Tous les indicateurs sont dans le rouge à tous les niveaux. Désormais, un Ukrainien moyen, avec un salaire moyen de 450 euros, doit faire face à une inflation d'environ 13% qui réduit son pouvoir d'achat. S'il veut acheter des produits importés comme des vêtements ou des voitures, il souffre de la dépréciation du hryvnia, la monnaie nationale, qui a perdu un tiers de sa valeur par rapport à l'euro ; ce qui fait encore monter les prix à l'achat. S'il a une voiture, les prix de l'essence, qui sont indexés sur le dollar, ont quasiment doublé en quelques mois. Et alors si on ajoute que cet Ukrainien moyen est un fonctionnaire d'Etat. Son salaire a été réduit d'environ 10%, sans perspectives d'augmentation, pour respecter les conditions drastiques de l'aide du FMI, qui a véritablement placé l'Ukraine sous perfusion.
Aide liée du FMI
Une des conditions de l'aide du FMI a été d'augmenter aussi les prix de l'énergie qui frappe directement les ménages. Une première augmentation de 50% des prix du gaz naturel a déjà été adoptée au printemps, et d'autres hausses sont prévues régulièrement d'ici à 2018. Encore que dans l'immédiat, la question se pose différemment, car il n'y a plus d'énergie depuis que la Russie a stoppé ses livraisons de gaz en juillet, officiellement à cause d'une dette impayée.
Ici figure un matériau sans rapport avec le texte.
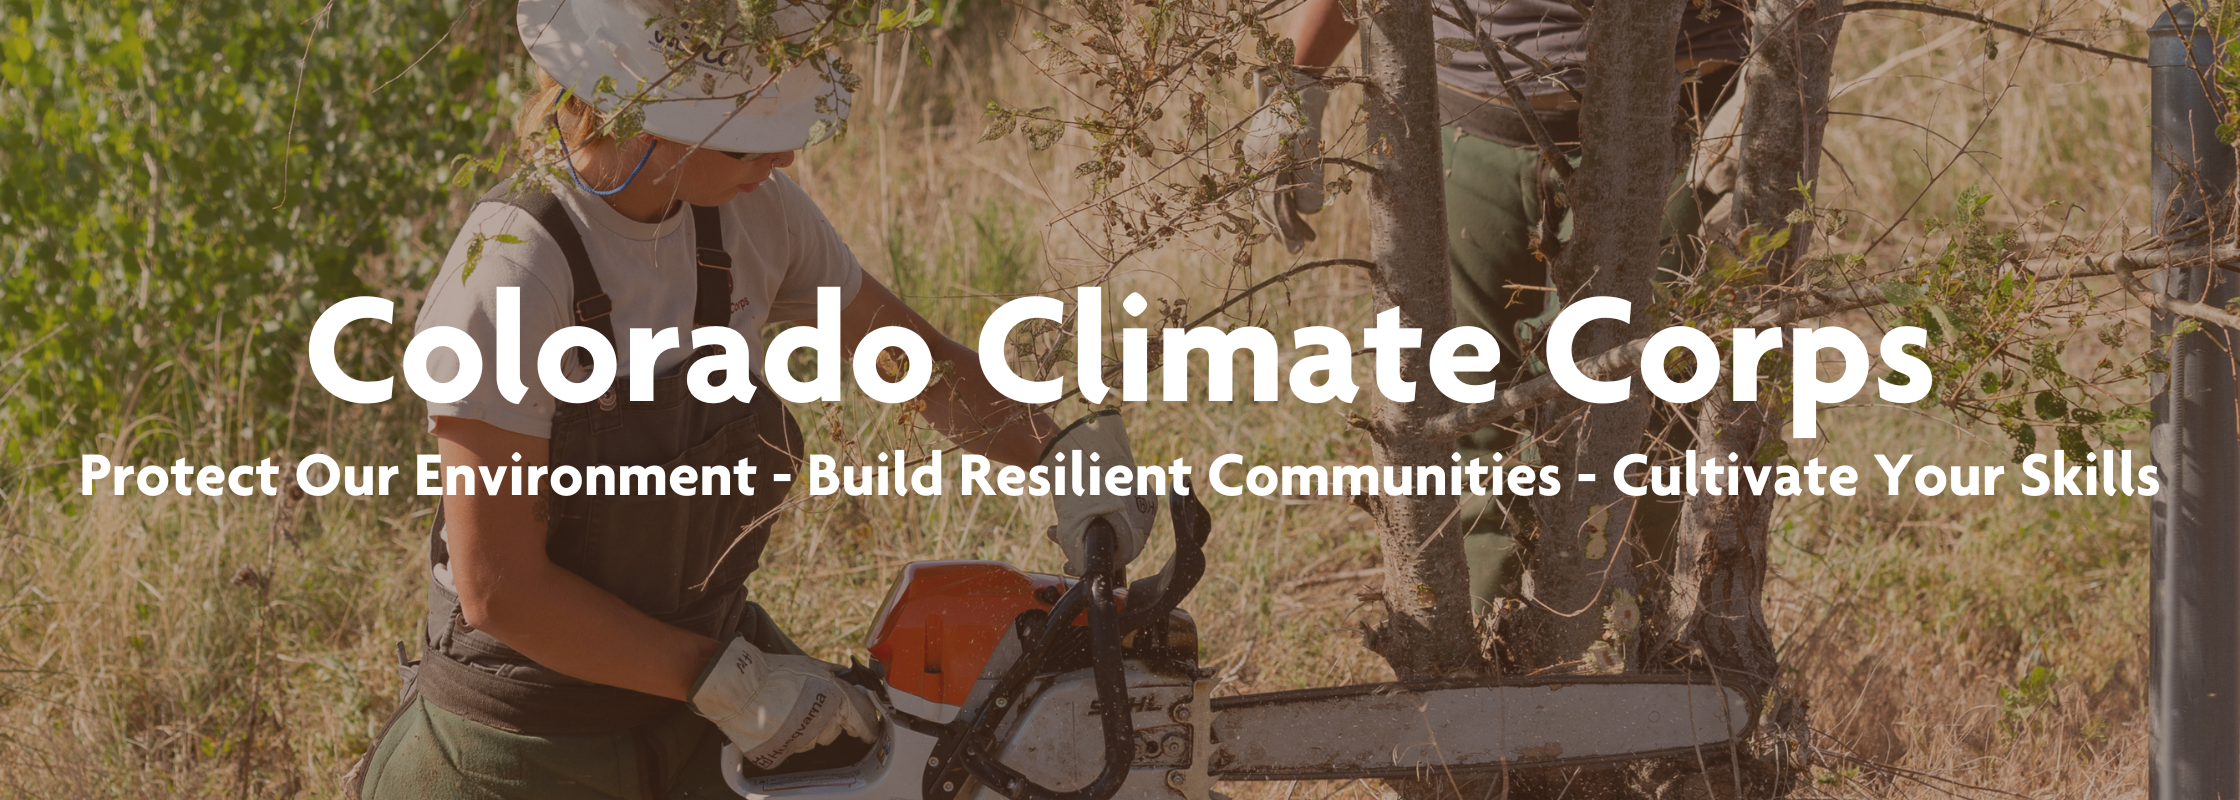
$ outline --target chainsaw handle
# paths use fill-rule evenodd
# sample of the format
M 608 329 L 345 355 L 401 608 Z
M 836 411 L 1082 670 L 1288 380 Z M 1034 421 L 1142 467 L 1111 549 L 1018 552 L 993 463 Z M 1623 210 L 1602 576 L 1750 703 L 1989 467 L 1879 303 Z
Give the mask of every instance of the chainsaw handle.
M 1130 719 L 1127 672 L 1121 664 L 1119 609 L 1113 600 L 1110 573 L 1090 571 L 1089 651 L 1091 674 L 1097 685 L 1097 702 L 1104 708 L 1104 769 L 1088 785 L 1061 792 L 1034 782 L 1004 764 L 994 754 L 977 748 L 965 755 L 965 768 L 974 780 L 1010 800 L 1112 800 L 1127 783 L 1135 762 L 1135 723 Z M 1052 617 L 1054 622 L 1064 619 Z
M 1157 573 L 1128 584 L 1128 610 L 1120 617 L 1120 635 L 1157 625 L 1182 604 L 1206 573 L 1206 539 L 1213 530 L 1213 515 L 1198 496 L 1190 493 L 1188 479 L 1177 477 L 1175 491 L 1167 495 L 1167 519 L 1174 525 L 1174 555 Z
M 1102 519 L 1090 522 L 1084 537 L 1088 569 L 1083 570 L 1081 581 L 1052 605 L 1034 641 L 1014 662 L 996 690 L 968 717 L 959 719 L 963 723 L 961 735 L 954 740 L 944 737 L 935 745 L 936 763 L 929 765 L 926 772 L 928 800 L 953 800 L 963 789 L 952 777 L 959 771 L 1010 800 L 1112 800 L 1119 794 L 1135 762 L 1136 732 L 1129 710 L 1127 671 L 1120 647 L 1120 604 L 1113 593 L 1119 573 L 1114 563 L 1117 538 L 1110 523 Z M 1041 669 L 1043 659 L 1050 654 L 1061 634 L 1072 629 L 1075 614 L 1082 606 L 1087 606 L 1089 617 L 1090 674 L 1096 682 L 1097 702 L 1105 709 L 1100 715 L 1104 719 L 1104 769 L 1088 785 L 1060 792 L 1035 783 L 1005 765 L 990 750 L 994 749 L 995 729 L 1017 708 L 1018 696 L 1025 689 L 1027 678 Z M 947 758 L 939 755 L 944 752 Z M 936 788 L 942 791 L 934 791 Z
M 1128 780 L 1128 767 L 1135 763 L 1135 720 L 1128 702 L 1127 665 L 1122 661 L 1125 654 L 1120 651 L 1120 603 L 1112 591 L 1120 574 L 1113 558 L 1118 537 L 1111 535 L 1110 525 L 1104 527 L 1106 544 L 1089 550 L 1088 570 L 1095 576 L 1089 579 L 1089 664 L 1097 684 L 1097 701 L 1104 704 L 1104 771 L 1089 785 L 1071 792 L 1052 792 L 1025 781 L 1030 789 L 1041 791 L 1030 790 L 1028 797 L 1014 796 L 1012 800 L 1112 800 L 1119 794 L 1120 784 Z

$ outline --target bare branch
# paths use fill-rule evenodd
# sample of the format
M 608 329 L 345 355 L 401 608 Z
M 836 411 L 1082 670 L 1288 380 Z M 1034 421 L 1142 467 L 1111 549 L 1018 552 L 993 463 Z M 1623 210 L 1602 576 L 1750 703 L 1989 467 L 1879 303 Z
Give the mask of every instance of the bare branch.
M 1262 289 L 1266 289 L 1278 283 L 1291 280 L 1301 273 L 1321 269 L 1323 267 L 1359 267 L 1366 270 L 1375 270 L 1377 268 L 1377 265 L 1376 262 L 1363 261 L 1358 258 L 1331 258 L 1324 259 L 1322 261 L 1309 261 L 1305 264 L 1300 264 L 1299 266 L 1292 267 L 1282 272 L 1278 272 L 1275 275 L 1269 276 L 1267 280 L 1255 283 L 1252 286 L 1246 288 L 1244 291 L 1238 292 L 1234 295 L 1230 295 L 1229 299 L 1223 301 L 1221 305 L 1214 306 L 1212 311 L 1208 311 L 1204 314 L 1198 315 L 1197 319 L 1191 320 L 1190 324 L 1184 325 L 1182 327 L 1195 328 L 1199 325 L 1203 325 L 1207 320 L 1213 319 L 1215 315 L 1229 310 L 1230 306 L 1243 302 L 1245 298 L 1251 297 L 1255 294 L 1259 294 L 1260 290 Z
M 2020 25 L 2000 22 L 1982 14 L 1978 14 L 1972 11 L 1961 11 L 1957 8 L 1945 8 L 1944 6 L 1933 5 L 1930 3 L 1899 2 L 1898 0 L 1861 0 L 1860 2 L 1856 3 L 1843 4 L 1843 13 L 1856 14 L 1862 11 L 1914 11 L 1935 17 L 1964 20 L 1985 27 L 1997 28 L 1999 30 L 2006 31 L 2017 36 L 2027 36 L 2029 38 L 2045 42 L 2046 44 L 2057 45 L 2060 47 L 2069 48 L 2071 50 L 2091 53 L 2093 55 L 2100 56 L 2101 58 L 2111 58 L 2117 61 L 2129 61 L 2133 64 L 2147 63 L 2147 59 L 2142 56 L 2135 56 L 2127 53 L 2118 53 L 2114 50 L 2103 50 L 2098 47 L 2093 47 L 2092 45 L 2085 44 L 2083 42 L 2063 39 L 2059 36 L 2047 36 L 2043 33 L 2039 33 Z
M 1372 166 L 1369 166 L 1368 164 L 1364 164 L 1364 163 L 1361 163 L 1361 162 L 1359 162 L 1359 161 L 1355 161 L 1355 160 L 1353 160 L 1353 159 L 1350 159 L 1350 158 L 1340 158 L 1340 157 L 1338 157 L 1338 156 L 1323 156 L 1323 157 L 1321 157 L 1321 158 L 1317 158 L 1317 159 L 1315 159 L 1314 161 L 1312 161 L 1312 162 L 1310 162 L 1310 163 L 1314 163 L 1314 164 L 1334 164 L 1334 165 L 1337 165 L 1337 166 L 1340 166 L 1340 167 L 1345 167 L 1346 169 L 1350 169 L 1350 170 L 1353 170 L 1353 171 L 1355 171 L 1355 172 L 1359 172 L 1359 173 L 1362 173 L 1362 174 L 1364 174 L 1364 175 L 1375 175 L 1375 174 L 1377 174 L 1377 168 L 1376 168 L 1376 167 L 1372 167 Z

Dans les grandes villes du pays, on met en place des régimes d'économie ; pas d'eau chaude jusqu'à au moins fin novembre à Kiev, la capitale. Des coupures d'électricité à Lviv, dans l'Ouest, tous les matins et tous les soirs. En plus de tout le reste, le retour des pénuries fait ici écho au traumatisme historique de la fin de l'Union soviétique. C'est encore une autre donnée qui perturbe le quotidien de notre Ukrainien lambda et de millions de concitoyens.
Situation calme, mais jusqu’à quand?
Pour l'instant, tout est calme en effet. D'une part à cause de l'urgence de la guerre, et aussi grâce à une sorte de consensus : les sondages d'opinion montrent que les Ukrainiens ont conscience d'avoir été très mal gouvernés pendant des années, et il y a un besoin de réformes douloureuses. Se remettent en place des vieux systèmes de débrouillardise. Par exemple, beaucoup de familles vivant en ville ont de la famille à la campagne, qui peut les fournir en produits de première nécessité. On dirait que la population est résignée, prête à endurer.
En fait, ce qui va faire la différence, c'est la lutte contre la corruption. C'était un des objectifs premier de la révolution, et c'est avant tout la corruption qui a mis le pays à genou. Le consensus social peut tenir bon si la population observe des résultats. Mais si la majorité souffre le martyr et constate qu'une minorité continue à s'enrichir sur son dos, alors il faudra s'attendre à tout, explosion sociale comme révolte politique.